I am working on the following exercise: Use the $\epsilon-\delta$-criterion to show that the following function is discontinuous in $0\\$
$sgn(x) = \begin{cases} -1&,\text{ for }x<0\\ 0&,\text{ for }x=0 \\ 1&,\text{ for }x>0 \end{cases} $
Intuitively this makes sense but I am struggling with arguing for this. More specifically, do I have to argue for each of the cases? Also, how would you advise choosing delta in the beginning? What I have so far is:
$\epsilon-\delta$ criterion: Let $f : D \rightarrow \mathbb{R}$ and $x_{0} \in D.$ Then, $f$ is continuous at $x_{0}$ if and only if $\forall \epsilon > 0 \quad \exists \delta > 0 \quad \forall x \in D : |x - x_{0} | < \delta \implies |f(x) - f(x_{0}| < \epsilon$
Let $\epsilon > 0$ Set $\delta = 1 \\$
Case 1: $|x - 0| < 1 \implies |-1 - 0 | < \epsilon \\|x| < 1 \implies 1 < \epsilon$
Not true if we set $\epsilon = 2\delta = 2$
Case 2: $|x - 0| < 1 \implies |1 - 0 | < \epsilon \\|x| < 1 \implies 1 < \epsilon$
Not true with the same argument
Edit: Sorry, the original post had two typos. (In the definitions)

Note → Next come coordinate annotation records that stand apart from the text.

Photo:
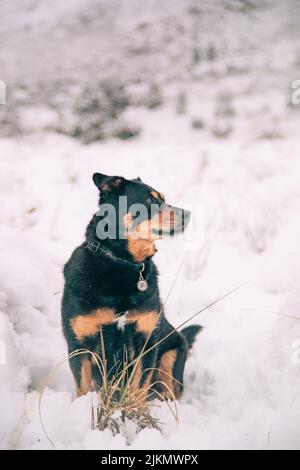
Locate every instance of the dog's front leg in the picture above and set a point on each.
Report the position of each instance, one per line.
(81, 367)
(145, 351)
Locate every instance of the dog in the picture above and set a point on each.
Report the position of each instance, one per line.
(111, 307)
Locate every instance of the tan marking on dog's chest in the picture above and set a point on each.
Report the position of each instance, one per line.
(146, 322)
(84, 326)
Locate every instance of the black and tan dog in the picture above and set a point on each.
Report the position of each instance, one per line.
(111, 285)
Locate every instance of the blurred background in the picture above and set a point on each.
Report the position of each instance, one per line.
(196, 98)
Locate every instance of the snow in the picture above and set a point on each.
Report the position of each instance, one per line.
(242, 379)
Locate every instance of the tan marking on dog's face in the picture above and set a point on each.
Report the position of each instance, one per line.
(150, 229)
(146, 322)
(167, 362)
(154, 194)
(141, 249)
(127, 220)
(84, 326)
(85, 385)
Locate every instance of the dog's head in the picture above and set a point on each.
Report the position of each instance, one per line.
(142, 213)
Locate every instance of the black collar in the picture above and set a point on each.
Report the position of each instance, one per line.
(96, 248)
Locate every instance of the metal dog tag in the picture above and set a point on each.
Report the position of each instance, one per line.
(142, 284)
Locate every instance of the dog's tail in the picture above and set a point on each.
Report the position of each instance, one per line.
(190, 333)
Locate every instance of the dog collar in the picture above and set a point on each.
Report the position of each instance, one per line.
(96, 248)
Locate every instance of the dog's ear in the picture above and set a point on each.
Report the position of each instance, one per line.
(108, 183)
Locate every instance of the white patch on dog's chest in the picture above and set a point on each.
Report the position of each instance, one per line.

Take $\varepsilon=1$. Then, for any $\delta>0$, you have$$\left|\frac\delta2-0\right|<\delta\quad\text{and}\quad\left|\operatorname{sgn}\left(\frac\delta2\right)-\operatorname{sgn}(0)\right|=1\geqslant\varepsilon.$$So, this proves that$$(\exists\varepsilon>0)(\forall\delta>0)(\exists x\in\Bbb R):|x-0|<\delta\text{ and }\bigl|\operatorname{sgn}(x)-\operatorname{sgn}(0)\bigr|\geqslant\varepsilon,$$which is the same thing as asserting that $\operatorname{sgn}$ is discontinuous at $0$.